The academy recognizes outstanding alumni for their professional achievement and success. It also provides support and experience to help the mechanical and aerospace engineering department at Missouri S&T reach its collective mission and values.
New members are:
Darryl Brinkmann of St. Louis, earned a bachelor’s degree in mechanical engineering from Missouri S&T in 1978. He began work Caterpillar Inc. as a student and held various manufacturing, planning, purchasing, human resources, engineering, and information technology roles, retiring in 2010 after a 36-year career. After retiring, Brinkmann moved to Rolla, Missouri, and in 2011, joined S&T as an adjunct instructor in business and management systems. He has been chapter advisor to Tau Kappa Epsilon fraternity, and volunteered his time with the Community Partnership, Phelps County Food Distribution and mentoring students at the Rolla Junior High School. Brinkmann and his wife, Robin, have four children and six grandchildren.

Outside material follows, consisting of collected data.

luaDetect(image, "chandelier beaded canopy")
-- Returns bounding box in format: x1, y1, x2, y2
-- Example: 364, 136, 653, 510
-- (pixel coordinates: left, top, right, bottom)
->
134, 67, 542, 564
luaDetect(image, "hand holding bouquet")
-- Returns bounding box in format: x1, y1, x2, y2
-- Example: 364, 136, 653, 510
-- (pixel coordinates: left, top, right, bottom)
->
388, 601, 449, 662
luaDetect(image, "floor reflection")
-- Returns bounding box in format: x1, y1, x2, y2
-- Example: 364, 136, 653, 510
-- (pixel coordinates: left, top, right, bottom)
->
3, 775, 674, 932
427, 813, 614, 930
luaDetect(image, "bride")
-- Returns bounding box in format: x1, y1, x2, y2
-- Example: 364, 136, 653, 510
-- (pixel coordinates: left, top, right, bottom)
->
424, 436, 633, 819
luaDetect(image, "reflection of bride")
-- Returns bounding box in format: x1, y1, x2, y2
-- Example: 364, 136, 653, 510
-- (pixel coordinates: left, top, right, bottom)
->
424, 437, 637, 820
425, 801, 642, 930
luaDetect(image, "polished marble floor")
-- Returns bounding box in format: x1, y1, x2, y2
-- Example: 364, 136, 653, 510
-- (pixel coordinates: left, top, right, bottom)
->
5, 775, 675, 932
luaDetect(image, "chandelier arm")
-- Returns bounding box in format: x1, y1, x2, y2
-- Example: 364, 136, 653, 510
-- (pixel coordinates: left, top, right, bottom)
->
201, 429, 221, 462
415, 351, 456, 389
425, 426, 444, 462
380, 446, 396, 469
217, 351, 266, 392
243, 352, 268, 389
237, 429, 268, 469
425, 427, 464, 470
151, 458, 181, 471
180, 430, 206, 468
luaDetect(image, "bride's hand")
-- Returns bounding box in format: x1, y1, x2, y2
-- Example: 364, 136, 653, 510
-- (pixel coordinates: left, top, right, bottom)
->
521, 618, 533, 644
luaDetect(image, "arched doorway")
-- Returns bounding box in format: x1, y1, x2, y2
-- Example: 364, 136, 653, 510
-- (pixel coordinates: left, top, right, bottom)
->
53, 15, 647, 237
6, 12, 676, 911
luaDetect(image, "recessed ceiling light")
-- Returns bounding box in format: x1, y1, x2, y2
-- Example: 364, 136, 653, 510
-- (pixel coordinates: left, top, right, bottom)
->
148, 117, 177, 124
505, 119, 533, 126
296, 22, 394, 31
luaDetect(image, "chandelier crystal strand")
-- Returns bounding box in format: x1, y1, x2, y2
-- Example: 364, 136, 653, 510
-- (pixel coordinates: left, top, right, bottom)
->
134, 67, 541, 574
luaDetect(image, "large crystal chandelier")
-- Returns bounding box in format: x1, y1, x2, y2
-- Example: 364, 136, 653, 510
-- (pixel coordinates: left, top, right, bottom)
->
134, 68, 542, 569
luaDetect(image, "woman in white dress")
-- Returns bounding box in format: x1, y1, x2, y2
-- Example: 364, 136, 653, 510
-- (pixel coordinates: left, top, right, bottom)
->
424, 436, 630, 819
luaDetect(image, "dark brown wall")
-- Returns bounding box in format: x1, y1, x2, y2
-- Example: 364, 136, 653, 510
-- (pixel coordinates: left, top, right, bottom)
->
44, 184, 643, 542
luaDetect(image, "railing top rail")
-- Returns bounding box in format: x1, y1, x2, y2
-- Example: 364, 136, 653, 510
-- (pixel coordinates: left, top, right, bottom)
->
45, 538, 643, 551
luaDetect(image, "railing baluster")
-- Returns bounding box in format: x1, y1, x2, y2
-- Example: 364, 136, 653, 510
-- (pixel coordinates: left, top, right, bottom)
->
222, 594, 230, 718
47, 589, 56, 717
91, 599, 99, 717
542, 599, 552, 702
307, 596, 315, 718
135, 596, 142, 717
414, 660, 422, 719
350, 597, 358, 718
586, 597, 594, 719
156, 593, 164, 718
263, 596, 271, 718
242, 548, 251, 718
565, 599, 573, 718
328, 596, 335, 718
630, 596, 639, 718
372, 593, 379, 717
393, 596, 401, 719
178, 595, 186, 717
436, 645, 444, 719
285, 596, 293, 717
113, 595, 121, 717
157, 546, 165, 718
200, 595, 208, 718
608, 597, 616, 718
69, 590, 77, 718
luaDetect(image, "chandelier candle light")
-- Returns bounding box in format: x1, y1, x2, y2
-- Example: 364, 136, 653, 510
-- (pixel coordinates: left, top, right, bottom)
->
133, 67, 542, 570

Jacopo Frigerio of Denver, earned a bachelor’s degree in aerospace engineering in 1993 and a master’s degree in mechanical engineering in 1995, both from Missouri S&T. Frigerio began his career at Lockheed Martin Space, where he designed, developed, tested, qualified and deployed space-flight hardware. His career highlights include supporting the Atlas and Titan Centaur upper-stage propulsion program. He specialized on the RL-10 engine, led the design and development of the Hubble Space Telescope Soft Capture Mechanism, developed and managed the Common Products Program and served as the Orion European Service Module main engine certified principal engineer. He is a graduate of Lockheed Martin’s selective Advanced Leadership Program. Frigerio and his wife, Jennifer, a human resources manager at Lockheed Martin, retired in 2020.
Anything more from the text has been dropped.